When we first arrived, Sakyo radioed the Nisshin Maru, but received no answer. He then radioed the catcher boat, the Yushin Maru and repeated the assurance that the Esperanza had come to help. They responded, asking us to standby and requesting that we assess the ice conditions.

The Esperanza's helicopter made an initial aerial assessment of the situation. After flying over the Nisshin Maru, it looked fairly normal, with no sign of fire on the decks, or any sign of damaged equipment. There was a lot of power cabling and ropes slung between the catcher boat and the Nisshin Maru. The ship's decks were white with snow and  approximately 12 people were visible on the deck.

Offer of help

Yesterday we offered to tow the Nisshin Maru north, in order to assist and ensure there was no further threat to the environment from the disabled vessel. The Fisheries Agency of Japan responded by calling us "terrorists" an unhelpful response, given the potential for further risk and danger in this already serious humanitarian and environmental situation in depths of the Ross Sea.

Right now, the Nisshin Maru is secured - to two other ships, which takes care of short-term difficulties. It's been reported that one of them, the Oriental Bluebird, could tow the Nisshin Maru. However, Frank Kamp, the Esperanza's captain, says that the Oriental Bluebird clearly isn't the best option - and he has ten years experience on salvage vessels. The Oriental Bluebird is too big and too difficult to manoeuvre should more problems arise. As it stands, we're still the best option should the Nisshin Maru need to be towed out of the Ross Sea, so we'll wait nearby to see what happens in the coming hours and days.
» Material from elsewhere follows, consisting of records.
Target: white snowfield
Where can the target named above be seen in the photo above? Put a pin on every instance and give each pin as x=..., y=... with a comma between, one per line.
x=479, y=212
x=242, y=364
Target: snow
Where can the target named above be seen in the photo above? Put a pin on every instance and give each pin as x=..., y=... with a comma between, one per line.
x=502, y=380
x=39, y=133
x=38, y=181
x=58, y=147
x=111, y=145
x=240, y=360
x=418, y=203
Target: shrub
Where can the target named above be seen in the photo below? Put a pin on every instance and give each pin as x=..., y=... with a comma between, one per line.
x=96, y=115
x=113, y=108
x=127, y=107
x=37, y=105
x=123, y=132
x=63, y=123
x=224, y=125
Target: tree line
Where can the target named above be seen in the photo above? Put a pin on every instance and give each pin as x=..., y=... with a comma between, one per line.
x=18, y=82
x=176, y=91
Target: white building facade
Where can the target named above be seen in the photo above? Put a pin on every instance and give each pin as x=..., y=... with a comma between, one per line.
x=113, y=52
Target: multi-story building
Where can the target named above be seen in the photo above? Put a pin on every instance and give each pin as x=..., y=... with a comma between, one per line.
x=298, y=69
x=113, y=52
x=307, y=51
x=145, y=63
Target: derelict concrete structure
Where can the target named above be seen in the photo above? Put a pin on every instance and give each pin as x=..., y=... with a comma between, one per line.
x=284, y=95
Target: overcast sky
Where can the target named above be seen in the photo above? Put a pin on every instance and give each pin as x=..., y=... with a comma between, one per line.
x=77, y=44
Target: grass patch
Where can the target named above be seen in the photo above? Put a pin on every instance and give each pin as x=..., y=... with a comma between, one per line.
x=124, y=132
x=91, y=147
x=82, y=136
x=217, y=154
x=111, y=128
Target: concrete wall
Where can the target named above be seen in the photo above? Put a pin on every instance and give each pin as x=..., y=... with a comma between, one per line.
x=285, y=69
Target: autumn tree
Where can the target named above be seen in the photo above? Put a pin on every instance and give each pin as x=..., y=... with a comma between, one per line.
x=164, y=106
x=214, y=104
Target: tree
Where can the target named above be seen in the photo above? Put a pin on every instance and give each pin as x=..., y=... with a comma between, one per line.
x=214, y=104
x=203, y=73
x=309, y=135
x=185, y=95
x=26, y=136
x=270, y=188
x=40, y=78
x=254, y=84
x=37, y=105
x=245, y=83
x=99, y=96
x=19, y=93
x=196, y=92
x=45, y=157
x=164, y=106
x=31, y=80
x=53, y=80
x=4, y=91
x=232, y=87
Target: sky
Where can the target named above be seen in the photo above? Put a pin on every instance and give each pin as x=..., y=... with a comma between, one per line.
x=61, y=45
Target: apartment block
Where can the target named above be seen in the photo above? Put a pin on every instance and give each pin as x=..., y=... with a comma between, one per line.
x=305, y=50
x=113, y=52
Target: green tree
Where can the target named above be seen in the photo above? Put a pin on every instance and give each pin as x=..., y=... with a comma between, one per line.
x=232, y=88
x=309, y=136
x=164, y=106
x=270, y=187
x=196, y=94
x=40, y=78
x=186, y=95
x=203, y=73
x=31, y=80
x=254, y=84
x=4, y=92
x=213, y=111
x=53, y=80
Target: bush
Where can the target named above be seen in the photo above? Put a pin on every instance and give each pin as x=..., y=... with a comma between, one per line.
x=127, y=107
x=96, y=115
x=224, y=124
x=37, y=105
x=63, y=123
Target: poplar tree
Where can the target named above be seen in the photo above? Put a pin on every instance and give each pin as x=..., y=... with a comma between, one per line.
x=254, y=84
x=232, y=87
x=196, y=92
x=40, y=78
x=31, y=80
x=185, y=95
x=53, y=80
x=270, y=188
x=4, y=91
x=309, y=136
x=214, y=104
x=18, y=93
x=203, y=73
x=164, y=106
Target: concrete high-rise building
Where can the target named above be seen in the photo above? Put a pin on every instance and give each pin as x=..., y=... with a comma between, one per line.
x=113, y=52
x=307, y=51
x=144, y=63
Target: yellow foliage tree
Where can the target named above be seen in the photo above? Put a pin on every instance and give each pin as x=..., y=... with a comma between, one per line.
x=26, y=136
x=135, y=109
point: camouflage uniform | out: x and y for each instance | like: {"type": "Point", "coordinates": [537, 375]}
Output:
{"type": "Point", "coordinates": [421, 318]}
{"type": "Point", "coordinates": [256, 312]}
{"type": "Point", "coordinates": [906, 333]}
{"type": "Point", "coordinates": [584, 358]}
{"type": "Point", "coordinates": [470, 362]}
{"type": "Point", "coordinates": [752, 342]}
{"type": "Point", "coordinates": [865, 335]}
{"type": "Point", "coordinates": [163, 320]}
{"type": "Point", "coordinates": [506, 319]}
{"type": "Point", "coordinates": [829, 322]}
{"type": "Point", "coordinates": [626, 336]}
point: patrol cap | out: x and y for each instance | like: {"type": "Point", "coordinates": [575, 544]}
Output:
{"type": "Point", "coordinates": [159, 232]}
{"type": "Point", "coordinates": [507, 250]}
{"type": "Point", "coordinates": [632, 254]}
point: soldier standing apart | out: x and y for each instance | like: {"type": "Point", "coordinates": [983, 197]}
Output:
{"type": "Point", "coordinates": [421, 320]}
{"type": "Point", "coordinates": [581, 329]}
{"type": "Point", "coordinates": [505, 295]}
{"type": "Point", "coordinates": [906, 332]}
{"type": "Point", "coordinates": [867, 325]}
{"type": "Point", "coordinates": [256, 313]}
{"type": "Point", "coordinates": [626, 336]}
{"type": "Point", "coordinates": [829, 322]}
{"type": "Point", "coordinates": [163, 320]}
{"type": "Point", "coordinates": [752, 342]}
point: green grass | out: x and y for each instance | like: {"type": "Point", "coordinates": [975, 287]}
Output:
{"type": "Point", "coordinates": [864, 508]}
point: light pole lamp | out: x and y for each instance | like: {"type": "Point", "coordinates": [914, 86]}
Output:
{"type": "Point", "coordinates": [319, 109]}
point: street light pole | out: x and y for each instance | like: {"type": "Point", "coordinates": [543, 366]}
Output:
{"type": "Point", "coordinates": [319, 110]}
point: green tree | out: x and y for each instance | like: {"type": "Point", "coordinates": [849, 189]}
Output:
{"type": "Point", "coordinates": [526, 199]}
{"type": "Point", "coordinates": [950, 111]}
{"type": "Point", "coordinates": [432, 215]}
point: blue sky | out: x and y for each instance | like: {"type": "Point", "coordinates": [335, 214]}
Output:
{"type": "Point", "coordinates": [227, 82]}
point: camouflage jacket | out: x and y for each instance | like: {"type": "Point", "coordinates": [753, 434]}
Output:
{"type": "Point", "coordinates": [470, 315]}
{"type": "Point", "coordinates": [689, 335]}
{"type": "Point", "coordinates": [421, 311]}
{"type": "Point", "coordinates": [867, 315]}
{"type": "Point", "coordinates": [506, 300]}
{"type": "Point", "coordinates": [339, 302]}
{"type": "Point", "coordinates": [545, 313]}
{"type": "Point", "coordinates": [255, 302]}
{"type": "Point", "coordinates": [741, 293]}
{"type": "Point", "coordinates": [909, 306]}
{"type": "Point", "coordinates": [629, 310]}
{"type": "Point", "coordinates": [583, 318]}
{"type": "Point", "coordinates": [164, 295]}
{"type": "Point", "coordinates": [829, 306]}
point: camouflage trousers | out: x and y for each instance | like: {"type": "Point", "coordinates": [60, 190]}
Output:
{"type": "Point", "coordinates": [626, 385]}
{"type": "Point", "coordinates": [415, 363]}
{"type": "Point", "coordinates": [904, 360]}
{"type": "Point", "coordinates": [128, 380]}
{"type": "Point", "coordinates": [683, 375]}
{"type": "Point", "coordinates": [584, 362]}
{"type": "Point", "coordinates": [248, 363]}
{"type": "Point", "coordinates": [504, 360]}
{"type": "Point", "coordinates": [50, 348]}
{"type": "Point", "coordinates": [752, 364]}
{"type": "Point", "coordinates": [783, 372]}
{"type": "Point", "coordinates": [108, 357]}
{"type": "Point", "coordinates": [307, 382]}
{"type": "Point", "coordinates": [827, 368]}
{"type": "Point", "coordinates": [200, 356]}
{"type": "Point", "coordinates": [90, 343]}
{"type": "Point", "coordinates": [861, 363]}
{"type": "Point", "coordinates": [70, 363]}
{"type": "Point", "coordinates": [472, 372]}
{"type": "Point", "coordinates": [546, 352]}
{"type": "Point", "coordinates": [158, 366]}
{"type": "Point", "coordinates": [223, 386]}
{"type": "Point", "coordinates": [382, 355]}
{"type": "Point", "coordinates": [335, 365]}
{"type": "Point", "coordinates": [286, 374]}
Something is rotten in the state of Denmark == and beyond

Elsewhere in the world, other pro-whaling nations have been getting themselves into trouble. While at the so-called "normalisation" (commercialisation of whaling) meeting in Tokyo, Danish IWC commissioner Ole Samsing suggested excluding both media and NGOs from future International Whaling Commission (IWC) meetings.

We responded, questioning whether or not we had misunderstood Mr Samsing. The media seems to have seized upon this, and asked Mr Samsing for clarification. He repeated his suggestions to the journalists, which has caused a scandal in Denmark, where the foreign minister will now have to explain Denmark's position in the IWC in parliament, where he is sure to be grilled by the environmental committee.

Nicaragua scandal

Meanwhile, in Nicaragua, another whaling scandal has broken out. Two newspapers have published articles on a scandal involving a Mr Marenco, who was at the "normalisation" representing Nicaragua. The thing is, Mr Marenco used to be the IWC commissioner, during a former, highly corrupt government. He wasn't in Tokyo as an official representative of Nicaragua at all - his bosses at the ministry thought that he had left on holidays! (Read an update about this from our Oceans Campaigner Shane on the Ocean Defender weblog).

Finally some news from the good guys in whaling:, the environment minister of Costa Rica, which is a pro-conservation country, has announced that the country will be voting at the IWC meeting in Anchorage, Alaska in May. Costa Rica had been having some problems reconciling debts with the IWC, but has managed to clear these debts though local private entities. Welcome back, Costa Rica!